Die Quelle des Bösen macht Leibniz in der »idealen Natur des Geschöpfes« (T, 110) aus, die vormoralisch verfasst ist: »Es gibt nämlich in der Kreatur eine ursprüngliche Unvollkommenheit vor aller Sünde, weil Begrenzung zum [logischen] Wesen der Kreatur gehört: daher kann sie nicht alles wissen, sich täuschen und andere Fehler begehen.« (ebd.) Diese ursprünglich endliche Verfasstheit der Kreatur ist der göttlichen Willkür entzogen. Als eine solche wesentliche Natur, die durch ewige Wahrheiten konstituiert ist, besteht sie nicht kraft göttlichen Willens, sondern kraft seines Verstandes. Leibniz leitet in diesem Zusammenhang das malum physicum und das malum morale aus dem noch grundlegenderen malum metaphysicum ab, das als eine Grundstruktur der Welt gelten kann: »Das metaphysische Übel besteht in der einfachen [d.h. logisch-metaphysischen] Unvollkommenheit.« (ebd.) Die »Unvollkommenheiten und Mängel der Handlungen«, so Leibniz, stammen »aus der ursprünglichen Begrenzung […], die die Kreatur durch die sie beschränkenden idealen Gründe von Anbeginn ihrer Existenz erhalten mußte. Gott konnte ihr nicht alles geben, ohne sie zum Gott zu machen; er mußte also stufenweise Unterschiede in der Vollkommenheit der Dinge und ebenso Beschränkungen jeder Art geben.« (T, 117)
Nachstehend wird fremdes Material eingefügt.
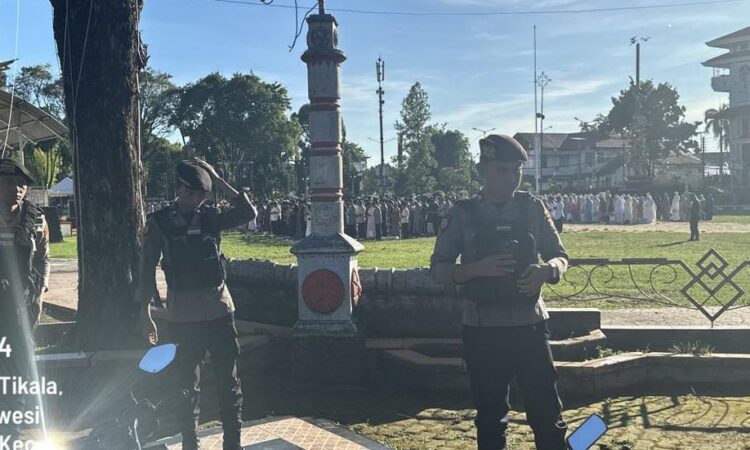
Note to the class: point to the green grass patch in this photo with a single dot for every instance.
(732, 219)
(613, 282)
(68, 249)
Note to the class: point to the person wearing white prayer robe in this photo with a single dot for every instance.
(628, 209)
(650, 210)
(619, 209)
(674, 212)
Wie bestimmt Leibniz den ontologischen Status des Bösen? Im Ausgang von Augustinus und Thomas von Aquin vertritt er die These, »daß nämlich das Übel nur eine Beraubung des Seins ist, während die Tätigkeit Gottes auf etwas Positives gerichtet ist« (T, 115), und bezieht sich dabei auf das physikalische Phänomen der Trägheit, die man »als ein vollendetes Bild und als Muster für die ursprüngliche Beschränktheit der Geschöpfe [d.h. als malum metaphysicum] betrachten« könne (ebd.). So treiben unterschiedlich schwer beladene Schiffe aufgrund ihrer verschiedenen Trägheit unterschiedlich schnell einen Fluss hinab: »Der Stoff selbst also neigt ursprünglich zur Trägheit oder zum Mangel an Geschwindigkeit: er verringert sie nicht durch sich selbst, wenn er diese Geschwindigkeit schon erhalten hat, denn dann würde er handeln, aber er mindert die Wirkung des Eindrucks, den er erhalten soll, durch seine Empfänglichkeit.« (T, 116) Leibniz beschreibt diese Trägheit als eine »Art Widerwillen gegen das Bewegtwerden « (ebd.). Es besteht in einer Verschlossenheit, sich von dem Guten oder Wahren leiten zu lassen: »Die Strömung ist die Ursache für die Bewegung des Schiffes, aber keineswegs für ihre Verzögerung; Gott ist die Ursache für die Vollkommenheit in der Natur und in den Handlungen der Kreaturen, aber die beschränkte Rezeptivität der Kreatur ist die Ursache für die Mängel, auf die wir bei ihrer Tätigkeit stoßen.« (T, 117) Hier stellt sich freilich die Frage, ob das Phänomen des moralisch Bösen, soll es denn zurechenbar sein, durch Trägheit wirklich angemessen charakterisiert ist. Plausibel wird die Metapher der Trägheit dann, wenn man sie als eine bestimmte Form von Aktivität – als Trägheitskraft – versteht, die sich dem Guten in Form eines aktiven Verschließens widersetzt.